Plus, live facial recognition updates and the week’s A.I. research
Tuesday should have been a win for privacy advocates. Washington state signed SB 6280 into law, making it the first state in the country to pass a facial recognition bill, which outlines how the government can and cannot use the technology.
But a closer look reveals the bill’s flaws. The law does little to curtail government use of facial recognition, instead setting up basic transparency and accountability mechanisms for when the state does decide to deploy dystopian real-time surveillance.
The bill has little impact on the commercial development or sale of facial recognition technology. The bill doesn’t limit sales to law enforcement, or even hold companies responsible for the outcomes of their algorithms.
The bill was sponsored by State Senator Joe Nguyen, who is currently employed as a program manager by Microsoft
It’s no surprise then that the bill was championed by Microsoft in public and behind closed doors. In fact, the bill was literally sponsored by State Senator Joe Nguyen, who is currently employed as a program manager by Microsoft.
I’m not a fan of the phrase “Let that sink in,” but you really do have to take a minute and think about that one.
The ACLU of Washington wrote a strong rebuttal of the law, which is set to take effect in July, saying that anything short of a facial recognition ban will not safeguard civil liberties.
“Alternative regulations supported by big tech companies and opposed by impacted communities do not provide adequate protections — in fact, they threaten to legitimize the infrastructural expansion of powerful face surveillance technology,” ACLU project manager Jennifer Lee wrote. “This is why we strongly opposed SB 6280, which purports to put safeguards around the use of facial recognition technology but does just the opposite.”

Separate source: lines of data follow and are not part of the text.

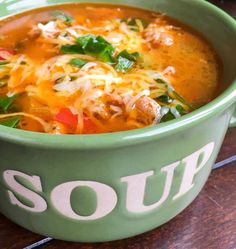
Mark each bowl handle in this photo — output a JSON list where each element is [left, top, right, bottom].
[[229, 105, 236, 127]]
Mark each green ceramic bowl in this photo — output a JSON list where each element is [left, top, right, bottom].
[[0, 0, 236, 242]]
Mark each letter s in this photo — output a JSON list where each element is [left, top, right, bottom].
[[3, 170, 47, 213]]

The transparency and accountability measures are better than nothing. The new law requires state and local government agencies to alert the public about what facial recognition algorithms they are buying, and train its staff adequately to use the technology. Companies selling the technology to the government now need to open their algorithms to independent testing. State or local prosecutors relying on facial recognition must tell defendants that before the trial.

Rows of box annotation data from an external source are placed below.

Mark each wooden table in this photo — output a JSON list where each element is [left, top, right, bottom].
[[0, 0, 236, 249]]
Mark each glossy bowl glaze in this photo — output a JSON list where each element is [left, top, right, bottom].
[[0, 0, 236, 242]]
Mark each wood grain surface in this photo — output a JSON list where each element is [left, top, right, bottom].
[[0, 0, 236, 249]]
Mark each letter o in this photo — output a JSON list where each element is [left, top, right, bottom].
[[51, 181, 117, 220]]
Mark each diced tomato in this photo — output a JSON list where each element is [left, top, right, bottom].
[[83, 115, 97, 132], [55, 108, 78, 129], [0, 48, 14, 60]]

But when it comes to real-time surveillance, the new law says police must now get a warrant except in the broad case of “exigent circumstances,” enshrining the capability of real-time facial recognition in the state legislature.
“People are always afraid of something new, but there’s no stopping technology. We can either ignore it and other people develop it, or we can understand it’s here to stay … and try to steer its path toward the force of good, ” Wolfcom CEO Peter Onruang said.
Onruang said concerns about constant police surveillance were overblown.
“I know there are fears out there that people will get shot for facial recognition. That’s not what it will be designed for … It’s only meant to help an officer realize there’s a possibility (they’re interacting with a wanted or missing person),” he said.
Thankfully, no technology has ever been used for something other than what it was designed for.
And now, the best part: Let’s take a look at some new A.I. research from this week.
Detecting deepfakes and other synthetic media will always be a cat and mouse game. Here, researchers show that it’s possible to fool “deepfake detectors” with fake images.
Uber’s self-driving car unit has found that algorithms analyzing 3D lidar data can be tricked into missing objects around them. That also means a car relying on lidar to see other cars on the road can be fooled into catastrophic accidents.
This paper seemingly gives self-driving cars the ability to predict the future, by analyzing the movement of objects around them and trying to guess their trajectory.
Facebook is researching the ability to create highly detailed 3D models of people from just a single image. The obvious use case is in Facebook’s virtual reality software for its Oculus headsets.
Computer scientists and art historians try to build a deep learning algorithm that can find popular Christian iconography, like Mary and Gabriel, in thousands of historical works of art.